2018 haben Wissenschaftler mit der "Beschattungsmethode" den Personalbedarf in der Pflege ermittelt. Es wurden Daten von 1380 Pflegebedürftigen in vollstationären Einrichtungen erhoben. 241 speziell geschulte Pflegefachpersonen „beschatteten“ in einer Eins-zu-eins-Zuordnung das Pflegepersonal.Foto: Achim Pohl
Schon im Jahr 2016 hatte der Deutsche Bundestag mit dem zweiten Pflegestärkungsgesetz dem Pflegeversicherungsrecht einen Paragrafen hinzugefügt (§ 113c, SGB XI), der mehr Tempo machen sollte bei einer an wissenschaftlichen Standards orientierten Personalbemessung in der Pflege. Bis zum 30. Juni 2020 sollte demnach ein wissenschaftlich fundiertes Verfahren zur einheitlichen Bemessung des Personalbedarfs in Pflegeeinrichtungen nach qualitativen und quantitativen Maßstäben entwickelt und erprobt sein.
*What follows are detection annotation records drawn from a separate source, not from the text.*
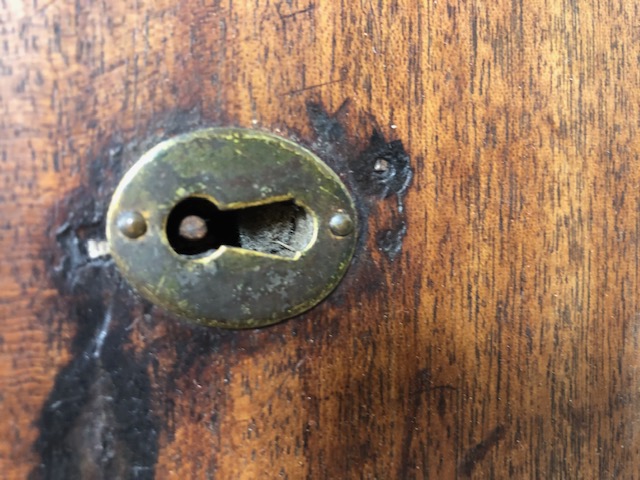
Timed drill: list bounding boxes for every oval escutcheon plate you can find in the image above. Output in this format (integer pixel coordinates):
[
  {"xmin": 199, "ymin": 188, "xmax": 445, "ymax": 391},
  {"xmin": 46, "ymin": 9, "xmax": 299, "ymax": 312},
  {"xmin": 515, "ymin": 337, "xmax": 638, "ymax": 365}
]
[{"xmin": 107, "ymin": 128, "xmax": 357, "ymax": 328}]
Das SOCIUM Forschungszentrum der Universität Bremen wurde mit der Entwicklung beauftragt. Den Abschlussbericht hatte es fristgerecht dem Qualitätsausschuss und dem Bundesministerium eingereicht. Zu einer Erprobung des Verfahrens kam es jedoch nicht. Daher hat der Gesetzgeber zum Ende der vergangenen Legislaturperiode mit dem Gesetz zur Weiterentwicklung der Gesundheitsversorgung (GVWG) nun eine sogenannte Konvergenzphase ab Juli 2023 bis zum Jahr 2025 beschlossen, in der das Instrument der Personalbemessung erprobt werden soll. Vor allem für die vollstationären Pflegeeinrichtungen werden die damit verbundenen Herausforderungen groß sein. Aber auch für die ambulanten Pflegedienste werden sich Konsequenzen ergeben.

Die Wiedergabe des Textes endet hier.